ニュース 電子 作成日:2016年2月22日_記事番号:T00062104
液晶パネル大手、群創光電(イノラックス)は台湾南部地震で被害を受けた南部科学工業園区(南科)の第6世代工場(月産能力24万枚、ガラス基板ベース)の復旧が遅れており、同社が世界で唯一生産する39.5インチのテレビ用パネルが供給不足に陥っている。地震後にサムスン電子などテレビブランドからの発注が相次いだことも原因だ。市場調査会社、IHSテクノロジーの謝勤益シニア研究総監は21日、39.5インチパネルの供給不足が改善するのは、同工場が全面再開する3月初め以降と予想した。22日付経済日報などが報じた。
謝シニア研究総監によると、イノラックスは南部地震で第5、第6世代工場が被害を受けた。このうち第5世代工場の復旧は順調だが、第6世代工場は生産工程の3分の1が依然復旧できていない。同工場での生産量のうち39.5インチパネルが70%以上を占める。
こうした中、サムスンやLGエレクトロニクス、中国家電大手のTCL集団からイノラックスへの39.5インチパネル発注が相次ぎ、他のテレビブランドも同パネルの調達を拡大している。
イノラックスは南部地震による被害状況を公開していない。同社は21日、最新の復旧状況は営業日のきょう22日に分かるとのみコメントした。
なおパネル市場では、サムスンディスプレイの40インチパネルの生産工場で、厚さ0.5ミリメートルのガラス基板から0.4ミリへの転換が順調にいっておらず、同パネルの供給も不足気味だ。
設備エンジニアの来台遅れ
台湾パネル業界は南部地震で被害を受けた工場設備の復旧を設備メーカーのエンジニアに依頼しているが、メーカー側の対応が遅れている。イノラックスや瀚宇彩晶(ハンスター)の場合、メーカーのエンジニアが中国で設備設置作業に当たっているため、台湾入りが遅れている。
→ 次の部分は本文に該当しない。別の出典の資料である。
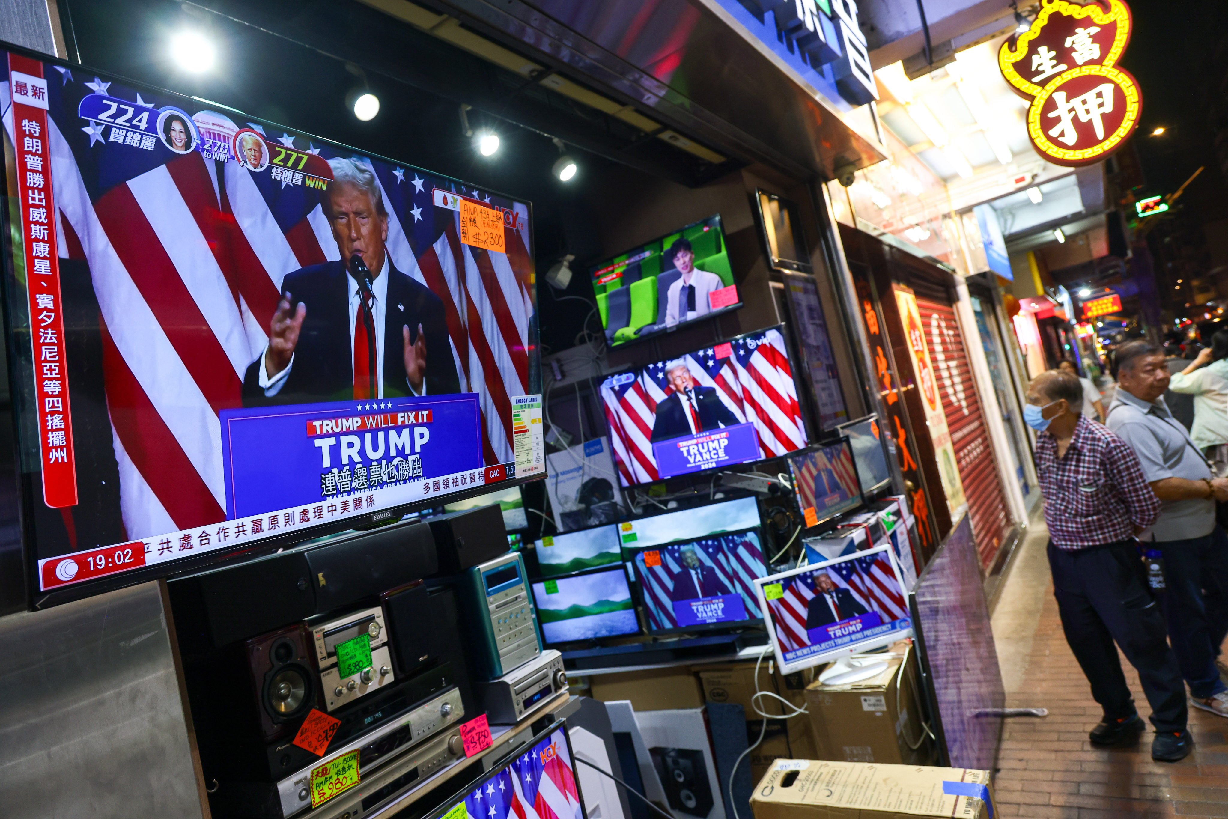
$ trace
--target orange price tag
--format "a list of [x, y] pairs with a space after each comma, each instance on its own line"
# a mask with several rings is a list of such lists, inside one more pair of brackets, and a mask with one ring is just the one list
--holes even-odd
[[490, 724], [486, 723], [486, 715], [460, 726], [460, 739], [464, 742], [465, 759], [490, 748], [494, 742], [490, 737]]
[[338, 756], [311, 772], [311, 807], [318, 808], [359, 783], [359, 749]]
[[469, 199], [460, 200], [460, 241], [495, 253], [506, 253], [503, 214]]
[[340, 726], [341, 721], [336, 717], [330, 717], [323, 711], [312, 708], [311, 713], [307, 715], [307, 718], [298, 727], [293, 744], [309, 750], [317, 756], [323, 756], [324, 751], [328, 750], [328, 743], [333, 742], [333, 734], [336, 733]]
一方、ファウンドリー最大手、台湾積体電路製造(TSMC)も地震による被害を受けたが、日本人設備エンジニア100人以上の急派を受け、直ちに復旧に当たり、生産にはほとんど影響が出なかった。背景には設備投資を渋ってきた台湾パネル業界に対する、メーカーの「差別待遇」があるとの指摘も聞かれる。
新董事長に王志超総経理か
なおイノラックスは6月の株主総会で役員改選を行う予定で、段行建董事長が定年退職する可能性があるため、王志超総経理(54)が新董事長に就任するとの観測が浮上している。王総経理は鴻海グループ傘下でパネルの応用を開拓する「Kサブグループ」を率いており、新董事長に就任すれば、イノラックスは鴻海グループの台湾域内リソースを結集してパネル事業を強化できる見込みだ。
観測についてイノラックスは21日、ノーコメントとしたが、段董事長が「今後の進退は第2四半期初めに明らかになる」と発言していたことを明らかにした。